Sem Deus, tudo é permitido?

Parte da série "Reflexões sobre a espiritualidade e a ciência", onde o ocultista Marcelo Del Debbio e o cético Kentaro Mori respondem a uma mesma pergunta (a cada post). Para conhecer mais sobre esses dois distintos participantes, não deixe de ler sobre a premissa da série.

[Raph] O jainismo é uma das mais antigas e rigorosas doutrinas religiosas de nossa história. As histórias que falam em monges jainistas retirando pequenas larvas do solo antes de cavá-lo para plantar, de modo a não causar dano sequer aos menores seres visíveis da natureza, são, acreditem, bem mais reais do que anedóticas. Apesar de seu ascetismo extremo, e sua busca constante pela não violência, é perfeitamente possível ser um jainista sem crer em Deus ou quaisquer deuses.

Alguns defensores da ética religiosa afirmam que sem o devido temor a Deus, e/ou a promessa de um Céu Eterno, não haveria razão para que os homens fossem éticos e amorosos uns com os outros. O humanismo, pelo contrário, em todas as suas vertentes coloca o respeito ao próximo, e a sua liberdade de pensamento e ação, como a ética mais elevada e que, por si só, é sua própria recompensa, já que num sistema onde todos são humanistas, um Céu Eterno talvez nem fosse mais necessário – já estaria instaurado na própria Terra.

Mas, será que o humanismo e o jainismo são quase utopias, sistemas por demais rigorosos para que todos os seres humanos um dia se incluam neles? Ainda há espaço para ser otimista ante um mundo em intenso conflito, ou a intolerância, em todas as suas mais nefastas manifestações, tem vencido a batalha? Em suma: se Deus não existe, tudo é permitido? [1]

[Del Debbio] A ideia da Religião como ferramenta para o domínio dos povos é muito antiga. Os faraós se utilizavam destes artifícios para criar normas de conduta e moral para toda a população do Egito. Os judeus, através de Moisés, reorganizaram estes preceitos nos chamados “dez mandamentos”, que por sua vez, tornaram-se a base canônica para o grande pilar de dominação do ocidente, a Igreja Católica Apostólica Romana.

O medo de um Deus vingativo ou a punição eterna em um Inferno escaldante fazia com que as pessoas andassem na linha. Nem todos os Infernos eram iguais... Para os nórdicos, Hel era uma caverna de gelo onde os condenados passariam a eternidade no frio e com fome. Faz sentido. Se o inferno Nórdico fosse quente, todos iriam querer ir para lá. Assim, a idéia do símbolo do Inferno sempre foi “um lugar onde não gostaríamos de estar”.

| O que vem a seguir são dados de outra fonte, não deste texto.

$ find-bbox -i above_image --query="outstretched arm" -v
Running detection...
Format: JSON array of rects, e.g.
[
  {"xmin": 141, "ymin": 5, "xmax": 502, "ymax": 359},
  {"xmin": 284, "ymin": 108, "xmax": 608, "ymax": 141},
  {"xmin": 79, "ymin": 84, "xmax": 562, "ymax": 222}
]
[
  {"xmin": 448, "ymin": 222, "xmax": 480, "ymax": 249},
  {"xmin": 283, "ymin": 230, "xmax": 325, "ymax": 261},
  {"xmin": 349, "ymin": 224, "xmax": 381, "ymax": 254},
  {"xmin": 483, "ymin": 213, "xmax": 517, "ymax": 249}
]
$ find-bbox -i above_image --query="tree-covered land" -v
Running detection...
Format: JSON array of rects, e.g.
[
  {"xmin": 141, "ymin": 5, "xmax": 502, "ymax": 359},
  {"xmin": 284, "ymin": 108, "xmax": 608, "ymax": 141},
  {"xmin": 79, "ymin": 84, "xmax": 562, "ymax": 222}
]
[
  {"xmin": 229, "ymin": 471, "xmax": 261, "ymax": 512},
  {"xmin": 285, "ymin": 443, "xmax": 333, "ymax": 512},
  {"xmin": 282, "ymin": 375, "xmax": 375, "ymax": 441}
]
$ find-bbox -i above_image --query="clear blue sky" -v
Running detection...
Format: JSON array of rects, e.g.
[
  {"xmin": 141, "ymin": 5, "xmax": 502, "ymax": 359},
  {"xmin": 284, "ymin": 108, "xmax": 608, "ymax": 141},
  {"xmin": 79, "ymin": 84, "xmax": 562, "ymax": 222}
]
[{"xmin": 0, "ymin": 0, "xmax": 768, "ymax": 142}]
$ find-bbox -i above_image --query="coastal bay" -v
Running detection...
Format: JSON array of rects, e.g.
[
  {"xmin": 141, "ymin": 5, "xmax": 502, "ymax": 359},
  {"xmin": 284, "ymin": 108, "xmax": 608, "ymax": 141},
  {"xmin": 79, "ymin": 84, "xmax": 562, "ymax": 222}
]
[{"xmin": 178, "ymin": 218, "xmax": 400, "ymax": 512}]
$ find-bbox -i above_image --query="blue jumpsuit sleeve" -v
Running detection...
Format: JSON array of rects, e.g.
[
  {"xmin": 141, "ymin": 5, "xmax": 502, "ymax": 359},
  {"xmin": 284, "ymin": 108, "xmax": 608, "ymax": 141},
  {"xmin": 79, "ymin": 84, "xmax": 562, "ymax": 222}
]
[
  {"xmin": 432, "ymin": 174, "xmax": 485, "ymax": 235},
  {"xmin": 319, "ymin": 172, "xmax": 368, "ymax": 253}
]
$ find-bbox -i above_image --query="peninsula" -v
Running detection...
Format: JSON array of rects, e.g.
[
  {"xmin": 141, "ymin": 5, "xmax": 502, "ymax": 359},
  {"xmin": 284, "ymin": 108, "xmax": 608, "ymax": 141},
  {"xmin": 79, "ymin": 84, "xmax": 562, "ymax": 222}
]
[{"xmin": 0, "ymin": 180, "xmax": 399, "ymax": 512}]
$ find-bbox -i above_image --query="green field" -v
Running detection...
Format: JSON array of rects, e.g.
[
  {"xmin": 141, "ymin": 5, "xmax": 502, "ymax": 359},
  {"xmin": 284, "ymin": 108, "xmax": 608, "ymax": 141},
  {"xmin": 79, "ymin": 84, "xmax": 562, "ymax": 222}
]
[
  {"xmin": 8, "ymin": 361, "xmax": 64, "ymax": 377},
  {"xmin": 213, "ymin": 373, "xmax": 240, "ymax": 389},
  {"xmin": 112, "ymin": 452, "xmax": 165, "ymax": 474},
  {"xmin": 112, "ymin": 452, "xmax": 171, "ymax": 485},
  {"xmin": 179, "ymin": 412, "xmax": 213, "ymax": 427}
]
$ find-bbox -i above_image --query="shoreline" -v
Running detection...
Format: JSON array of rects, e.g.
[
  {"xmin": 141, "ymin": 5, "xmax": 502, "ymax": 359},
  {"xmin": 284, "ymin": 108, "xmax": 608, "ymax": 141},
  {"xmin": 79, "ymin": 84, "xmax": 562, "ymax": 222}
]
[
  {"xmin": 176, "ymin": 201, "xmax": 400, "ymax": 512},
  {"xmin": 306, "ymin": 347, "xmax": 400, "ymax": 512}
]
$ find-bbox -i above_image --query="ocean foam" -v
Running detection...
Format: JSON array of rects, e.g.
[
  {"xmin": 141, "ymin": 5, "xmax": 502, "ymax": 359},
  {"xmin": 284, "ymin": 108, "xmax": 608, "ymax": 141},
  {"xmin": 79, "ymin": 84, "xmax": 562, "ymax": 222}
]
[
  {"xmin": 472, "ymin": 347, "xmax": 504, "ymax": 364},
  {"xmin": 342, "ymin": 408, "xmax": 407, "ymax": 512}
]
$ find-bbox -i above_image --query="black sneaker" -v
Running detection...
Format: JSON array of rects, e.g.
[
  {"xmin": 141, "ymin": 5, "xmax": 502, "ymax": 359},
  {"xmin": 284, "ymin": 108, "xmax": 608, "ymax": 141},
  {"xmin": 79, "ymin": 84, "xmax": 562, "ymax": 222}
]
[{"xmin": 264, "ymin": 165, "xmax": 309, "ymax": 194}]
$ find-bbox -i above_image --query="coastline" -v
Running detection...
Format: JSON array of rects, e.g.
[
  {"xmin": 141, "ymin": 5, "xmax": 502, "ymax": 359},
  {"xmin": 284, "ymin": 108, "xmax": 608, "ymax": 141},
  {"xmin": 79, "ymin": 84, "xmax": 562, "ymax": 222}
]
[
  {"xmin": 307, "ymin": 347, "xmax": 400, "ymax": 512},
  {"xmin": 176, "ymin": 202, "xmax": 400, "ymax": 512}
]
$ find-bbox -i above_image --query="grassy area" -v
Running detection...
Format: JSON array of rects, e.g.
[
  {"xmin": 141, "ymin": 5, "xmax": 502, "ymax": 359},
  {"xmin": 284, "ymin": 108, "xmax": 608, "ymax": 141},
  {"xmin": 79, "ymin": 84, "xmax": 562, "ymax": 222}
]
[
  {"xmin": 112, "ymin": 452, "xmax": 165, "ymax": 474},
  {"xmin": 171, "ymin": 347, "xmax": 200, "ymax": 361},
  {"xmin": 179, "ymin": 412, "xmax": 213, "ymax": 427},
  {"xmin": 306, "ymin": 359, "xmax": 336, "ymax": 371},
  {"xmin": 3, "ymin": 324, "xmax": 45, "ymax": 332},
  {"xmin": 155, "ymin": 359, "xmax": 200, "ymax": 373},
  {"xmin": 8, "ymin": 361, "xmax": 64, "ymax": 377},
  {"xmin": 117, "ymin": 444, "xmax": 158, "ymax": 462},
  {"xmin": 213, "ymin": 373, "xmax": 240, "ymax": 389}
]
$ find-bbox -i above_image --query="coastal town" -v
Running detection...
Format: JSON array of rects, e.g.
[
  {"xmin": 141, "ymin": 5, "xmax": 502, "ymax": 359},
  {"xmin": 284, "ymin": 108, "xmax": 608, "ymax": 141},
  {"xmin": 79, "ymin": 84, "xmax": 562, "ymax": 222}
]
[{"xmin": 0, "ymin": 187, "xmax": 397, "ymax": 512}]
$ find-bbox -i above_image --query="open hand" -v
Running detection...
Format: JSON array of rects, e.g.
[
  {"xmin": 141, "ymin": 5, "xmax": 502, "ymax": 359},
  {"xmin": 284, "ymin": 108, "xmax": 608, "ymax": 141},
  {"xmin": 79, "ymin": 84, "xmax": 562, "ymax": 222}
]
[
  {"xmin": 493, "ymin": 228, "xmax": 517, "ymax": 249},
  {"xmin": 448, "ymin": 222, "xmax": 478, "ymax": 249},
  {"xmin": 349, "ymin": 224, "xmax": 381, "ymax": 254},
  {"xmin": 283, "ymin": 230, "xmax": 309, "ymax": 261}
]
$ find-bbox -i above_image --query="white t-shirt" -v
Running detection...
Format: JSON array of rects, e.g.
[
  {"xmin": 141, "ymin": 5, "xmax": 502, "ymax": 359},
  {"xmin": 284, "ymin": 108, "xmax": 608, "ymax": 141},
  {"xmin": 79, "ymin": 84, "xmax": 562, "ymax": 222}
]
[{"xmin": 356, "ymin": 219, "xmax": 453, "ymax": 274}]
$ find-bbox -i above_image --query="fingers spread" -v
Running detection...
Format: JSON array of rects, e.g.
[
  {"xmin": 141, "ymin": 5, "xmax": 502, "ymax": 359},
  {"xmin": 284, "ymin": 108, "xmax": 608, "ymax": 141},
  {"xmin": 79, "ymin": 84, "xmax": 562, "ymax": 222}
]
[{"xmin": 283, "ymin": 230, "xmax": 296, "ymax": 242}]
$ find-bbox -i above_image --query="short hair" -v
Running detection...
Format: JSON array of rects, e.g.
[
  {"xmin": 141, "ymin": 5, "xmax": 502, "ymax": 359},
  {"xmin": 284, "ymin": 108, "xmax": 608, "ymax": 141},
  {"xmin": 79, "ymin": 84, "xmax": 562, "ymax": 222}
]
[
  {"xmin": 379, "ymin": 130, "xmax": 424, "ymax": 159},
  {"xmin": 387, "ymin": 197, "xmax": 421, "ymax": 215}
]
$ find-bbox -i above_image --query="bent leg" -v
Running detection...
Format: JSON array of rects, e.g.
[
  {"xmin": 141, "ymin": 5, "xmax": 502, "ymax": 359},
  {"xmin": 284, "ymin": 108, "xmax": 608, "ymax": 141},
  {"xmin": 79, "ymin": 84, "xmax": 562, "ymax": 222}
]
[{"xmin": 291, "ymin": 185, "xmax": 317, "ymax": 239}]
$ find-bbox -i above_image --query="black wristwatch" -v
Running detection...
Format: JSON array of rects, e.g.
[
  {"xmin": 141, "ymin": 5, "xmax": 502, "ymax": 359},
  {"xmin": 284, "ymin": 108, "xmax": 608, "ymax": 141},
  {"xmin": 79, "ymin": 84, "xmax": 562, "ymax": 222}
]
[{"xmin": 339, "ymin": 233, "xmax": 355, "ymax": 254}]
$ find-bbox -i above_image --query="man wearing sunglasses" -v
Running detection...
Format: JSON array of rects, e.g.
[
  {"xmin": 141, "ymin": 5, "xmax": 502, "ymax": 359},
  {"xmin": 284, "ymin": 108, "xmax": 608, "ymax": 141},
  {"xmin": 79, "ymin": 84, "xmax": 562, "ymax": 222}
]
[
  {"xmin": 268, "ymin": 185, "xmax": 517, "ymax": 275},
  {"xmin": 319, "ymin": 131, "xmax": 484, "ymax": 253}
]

Para os ocultistas, a idéia do Inferno nunca passou de um símbolo abstrato, porém, para a população geral, vigora até os dias de hoje a ideia de uma troca no estilo Pavlov, onde as pessoas deveriam ser boas para irem para o céu e se forem contra os preceitos de algum dos livros sagrados, irão para o colo do capeta ou algo parecido.

Mas e quando esta ideia parece cada vez menos coerente com o mundo ao nosso redor? Símbolos podem se dar ao luxo de serem monstruosos, angelicais, fantásticos e impressionantes pois são, afinal de contas, símbolos. Mas quando religiosos fanáticos utilizam-se destes símbolos como se fossem coisas literais, esta visão começa cada vez mais a não fazer sentido em confronto com a realidade.

E quando não existe mais uma cadeia? Observamos recentemente em Salvador-BA o que acontece com a nossa civilização quando a polícia entra em greve por uma semana. O que aconteceria com o mundo se as pessoas, no grau de evolução mental que estão, soubessem que não há inferno ou punição para elas aguardando no final de suas vidas?

Creio que as religiões, mesmo as dogmáticas, servem como um freio enquanto a humanidade evolui lentamente e um dia não precisaremos mais de nenhuma delas. O estudo da espiritualidade em conjunto com o Humanismo e o respeito à natureza, livre de qualquer dogma ou preceito religioso ou materialista, será o caminho evolutivo natural para a espécie humana.

Para o alquimista, não faz a menor diferença se existe um Deus ou não. As ciências herméticas são a busca pelo autoconhecimento – descobrir qual é a própria Verdadeira Vontade e exercê-la em prol da evolução da humanidade como um todo. Vejamos o ateu: se é sincero em seu coração, não há diferença para um alquimista senão a dos símbolos e metáforas utilizados.

O trabalho de um magista é aperfeiçoar-se até o máximo que puder. A interação perfeita da ciência com a religiosidade. Todos já ouvimos diversas destas alegorias: “Transformar o chumbo (do ego) no ouro (da Essência)”, “Desbastar a Pedra Bruta”, “Transformar Carvão em Diamante”, “Encontrar a Pedra Filosofal”, “Tirar as ervas daninhas para que as rosas floresçam no Jardim”, e outras.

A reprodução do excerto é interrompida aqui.